Anwendungen und Praktisches
Die klassische least-squares Parameterschätzung ist das Arbeitspferd der Datenanalyse und Modellierungsverfahren. Sie wird eingesetzt, wo auch immer Informationen aus daten zu extrahieren oder Modelle an reale Beobachtungen anzupassen sind. Sie ist leicht zu verstehen, gut erforscht, und erlaubt geschlossene und einfach zu implementierende Lösungsformeln. Sie ist daher enorm weit verbreitet und jegliche Aufzählung spezifischer Anwendungsmöglichkeiten wäre grob unrepräsentativ. Andere Parameterschätzungsansätze sind weniger weit verbreitet aber im Fall nciht normalverteilter Daten von essentieller Bedeutung.

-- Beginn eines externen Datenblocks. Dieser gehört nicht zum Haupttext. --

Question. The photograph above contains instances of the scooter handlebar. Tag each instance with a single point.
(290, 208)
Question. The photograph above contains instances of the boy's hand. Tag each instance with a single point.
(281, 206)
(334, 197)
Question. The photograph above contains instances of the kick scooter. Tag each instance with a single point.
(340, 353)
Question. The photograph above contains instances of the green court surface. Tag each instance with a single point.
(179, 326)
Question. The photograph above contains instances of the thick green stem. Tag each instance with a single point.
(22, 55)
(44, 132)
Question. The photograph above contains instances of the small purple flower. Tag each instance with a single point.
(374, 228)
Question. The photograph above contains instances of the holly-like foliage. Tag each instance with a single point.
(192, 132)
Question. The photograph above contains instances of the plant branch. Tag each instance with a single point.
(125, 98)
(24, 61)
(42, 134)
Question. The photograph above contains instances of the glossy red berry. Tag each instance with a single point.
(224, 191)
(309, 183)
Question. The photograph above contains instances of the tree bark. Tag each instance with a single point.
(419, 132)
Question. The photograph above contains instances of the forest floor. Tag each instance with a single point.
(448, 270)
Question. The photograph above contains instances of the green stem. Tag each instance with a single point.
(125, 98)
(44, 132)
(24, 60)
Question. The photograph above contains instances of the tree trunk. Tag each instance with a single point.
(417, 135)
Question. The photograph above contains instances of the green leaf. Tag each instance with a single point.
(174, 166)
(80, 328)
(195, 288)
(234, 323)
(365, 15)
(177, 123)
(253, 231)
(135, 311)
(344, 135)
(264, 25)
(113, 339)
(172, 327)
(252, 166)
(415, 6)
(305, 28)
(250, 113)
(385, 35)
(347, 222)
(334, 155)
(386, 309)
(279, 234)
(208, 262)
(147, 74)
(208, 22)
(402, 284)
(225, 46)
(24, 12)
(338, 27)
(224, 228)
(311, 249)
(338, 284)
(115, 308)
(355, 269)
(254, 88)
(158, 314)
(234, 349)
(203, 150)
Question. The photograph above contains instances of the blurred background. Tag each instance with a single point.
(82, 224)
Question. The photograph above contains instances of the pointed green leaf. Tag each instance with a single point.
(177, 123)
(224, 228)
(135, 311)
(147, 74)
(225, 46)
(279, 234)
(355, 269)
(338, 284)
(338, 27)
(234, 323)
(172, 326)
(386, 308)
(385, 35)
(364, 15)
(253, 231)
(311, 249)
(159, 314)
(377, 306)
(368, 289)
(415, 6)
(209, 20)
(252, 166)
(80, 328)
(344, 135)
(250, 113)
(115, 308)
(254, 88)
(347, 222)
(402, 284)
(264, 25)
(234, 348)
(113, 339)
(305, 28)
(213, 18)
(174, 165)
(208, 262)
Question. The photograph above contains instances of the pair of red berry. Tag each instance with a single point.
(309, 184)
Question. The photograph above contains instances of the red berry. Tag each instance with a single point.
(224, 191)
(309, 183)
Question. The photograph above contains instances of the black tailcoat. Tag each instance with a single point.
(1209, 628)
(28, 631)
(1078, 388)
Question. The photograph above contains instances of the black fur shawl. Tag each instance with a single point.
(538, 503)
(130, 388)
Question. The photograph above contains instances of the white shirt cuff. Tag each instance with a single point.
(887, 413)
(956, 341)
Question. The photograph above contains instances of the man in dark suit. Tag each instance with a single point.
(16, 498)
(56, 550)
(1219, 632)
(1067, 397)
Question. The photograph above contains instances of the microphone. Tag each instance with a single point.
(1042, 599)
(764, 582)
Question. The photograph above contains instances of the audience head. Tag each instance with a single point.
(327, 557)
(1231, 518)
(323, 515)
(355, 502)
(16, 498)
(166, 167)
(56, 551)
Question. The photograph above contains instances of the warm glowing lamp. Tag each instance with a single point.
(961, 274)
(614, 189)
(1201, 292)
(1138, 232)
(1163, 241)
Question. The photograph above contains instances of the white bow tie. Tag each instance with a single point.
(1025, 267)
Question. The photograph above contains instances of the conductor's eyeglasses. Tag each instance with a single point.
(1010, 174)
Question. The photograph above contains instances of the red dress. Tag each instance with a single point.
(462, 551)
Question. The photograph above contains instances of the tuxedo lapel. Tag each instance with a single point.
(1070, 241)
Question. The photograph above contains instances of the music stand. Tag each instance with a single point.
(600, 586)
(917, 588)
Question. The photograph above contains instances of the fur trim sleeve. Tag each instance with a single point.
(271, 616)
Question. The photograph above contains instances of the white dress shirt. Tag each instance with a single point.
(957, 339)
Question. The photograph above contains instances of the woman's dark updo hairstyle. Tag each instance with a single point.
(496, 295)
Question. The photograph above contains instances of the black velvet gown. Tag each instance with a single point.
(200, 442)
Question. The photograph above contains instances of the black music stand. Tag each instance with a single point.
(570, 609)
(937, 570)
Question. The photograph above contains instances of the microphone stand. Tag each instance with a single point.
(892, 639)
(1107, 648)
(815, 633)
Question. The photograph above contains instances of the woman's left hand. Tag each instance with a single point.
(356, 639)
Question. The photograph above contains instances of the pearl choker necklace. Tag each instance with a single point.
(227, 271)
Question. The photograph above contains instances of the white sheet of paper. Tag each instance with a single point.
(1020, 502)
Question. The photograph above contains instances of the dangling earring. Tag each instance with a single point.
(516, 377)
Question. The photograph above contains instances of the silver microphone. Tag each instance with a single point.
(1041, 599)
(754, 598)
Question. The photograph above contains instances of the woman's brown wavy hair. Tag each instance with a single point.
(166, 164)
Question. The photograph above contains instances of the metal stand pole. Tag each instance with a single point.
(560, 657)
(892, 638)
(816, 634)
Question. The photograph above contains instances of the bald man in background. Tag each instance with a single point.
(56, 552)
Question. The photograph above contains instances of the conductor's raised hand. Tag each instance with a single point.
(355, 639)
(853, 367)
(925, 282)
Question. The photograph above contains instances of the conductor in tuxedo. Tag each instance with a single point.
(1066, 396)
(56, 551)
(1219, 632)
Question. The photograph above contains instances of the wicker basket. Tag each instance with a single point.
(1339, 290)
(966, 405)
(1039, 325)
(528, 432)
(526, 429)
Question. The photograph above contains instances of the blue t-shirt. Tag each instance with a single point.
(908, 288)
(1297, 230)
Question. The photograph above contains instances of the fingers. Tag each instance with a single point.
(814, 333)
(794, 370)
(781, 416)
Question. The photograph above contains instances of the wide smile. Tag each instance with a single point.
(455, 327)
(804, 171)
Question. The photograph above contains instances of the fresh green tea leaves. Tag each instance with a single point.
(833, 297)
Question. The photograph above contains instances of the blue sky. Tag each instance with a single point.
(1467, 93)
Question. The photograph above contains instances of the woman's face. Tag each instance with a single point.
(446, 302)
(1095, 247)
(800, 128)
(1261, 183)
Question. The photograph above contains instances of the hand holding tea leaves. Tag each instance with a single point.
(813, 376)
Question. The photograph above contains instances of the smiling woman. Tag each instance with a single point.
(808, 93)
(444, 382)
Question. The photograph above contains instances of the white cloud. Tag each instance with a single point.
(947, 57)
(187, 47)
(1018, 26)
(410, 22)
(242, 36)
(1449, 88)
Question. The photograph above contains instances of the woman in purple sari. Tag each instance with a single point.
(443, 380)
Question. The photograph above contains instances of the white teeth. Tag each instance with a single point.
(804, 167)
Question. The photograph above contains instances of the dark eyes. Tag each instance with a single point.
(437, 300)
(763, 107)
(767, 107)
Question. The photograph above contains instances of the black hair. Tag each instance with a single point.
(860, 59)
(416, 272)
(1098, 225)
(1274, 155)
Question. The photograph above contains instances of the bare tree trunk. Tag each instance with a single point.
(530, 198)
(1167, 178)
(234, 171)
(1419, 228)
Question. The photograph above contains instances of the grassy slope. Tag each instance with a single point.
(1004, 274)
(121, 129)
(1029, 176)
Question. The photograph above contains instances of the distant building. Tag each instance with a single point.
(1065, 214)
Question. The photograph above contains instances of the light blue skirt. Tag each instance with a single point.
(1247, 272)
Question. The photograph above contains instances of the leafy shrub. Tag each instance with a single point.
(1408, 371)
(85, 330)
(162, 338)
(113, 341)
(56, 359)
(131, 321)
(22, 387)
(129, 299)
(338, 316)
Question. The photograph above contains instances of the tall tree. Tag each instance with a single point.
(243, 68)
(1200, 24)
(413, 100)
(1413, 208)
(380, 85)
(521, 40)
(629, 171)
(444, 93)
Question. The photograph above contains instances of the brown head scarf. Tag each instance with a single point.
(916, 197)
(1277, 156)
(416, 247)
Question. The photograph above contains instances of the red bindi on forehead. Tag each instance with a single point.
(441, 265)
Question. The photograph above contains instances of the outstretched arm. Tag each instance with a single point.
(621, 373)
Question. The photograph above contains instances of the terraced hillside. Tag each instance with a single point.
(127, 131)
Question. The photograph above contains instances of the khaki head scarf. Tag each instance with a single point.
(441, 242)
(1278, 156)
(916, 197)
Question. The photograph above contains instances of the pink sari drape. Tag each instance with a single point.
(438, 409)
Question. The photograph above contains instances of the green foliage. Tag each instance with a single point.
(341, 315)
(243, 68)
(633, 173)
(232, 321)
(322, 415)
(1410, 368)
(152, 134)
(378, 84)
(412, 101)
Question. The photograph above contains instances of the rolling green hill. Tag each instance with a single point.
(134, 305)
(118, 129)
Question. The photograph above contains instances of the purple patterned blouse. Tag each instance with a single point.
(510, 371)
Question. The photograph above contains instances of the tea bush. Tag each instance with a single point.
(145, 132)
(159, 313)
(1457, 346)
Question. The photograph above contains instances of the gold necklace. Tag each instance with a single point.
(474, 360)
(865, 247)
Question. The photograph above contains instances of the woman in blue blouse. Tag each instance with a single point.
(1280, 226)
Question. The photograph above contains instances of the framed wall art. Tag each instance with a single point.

Aus praktischer Sicht besteht die Schwierigkeit beim Formulieren von Parameterschätzungsproblemen häufig in der stochastischen Modellierung des Echtweltprozesses, der hinsichtlich seiner Wahrscheinlichkeitsverteilung analysiert werden soll. Sind zudem die Wahrscheinlichkeitsverteilungen nicht aus einer bestimmten parametrischen Familie, so sind die Wahrscheinlichkeitsmaximierenden Parameter unter Umständen nur schwierig zu finden, da das zugehörige Optimierungsproblem keiner der wohlbekannten Klassen LP, QP, SOCP, SDP angehört.
Code & Quellen
Beispielcode: OE_logistic_regression.py , OE_parameter_estimation_1.py , OE_parameter_estimation_2.py , OE_simulation_support_funs.py in unserem Tutorialfolder
[1] Hastie, T., Tibshirani, R., & Friedman, J. (2013). The Elements of Statistical Learning: Data Mining, Inference, and Prediction. Berlin Heidelberg: Springer Science & Business Media.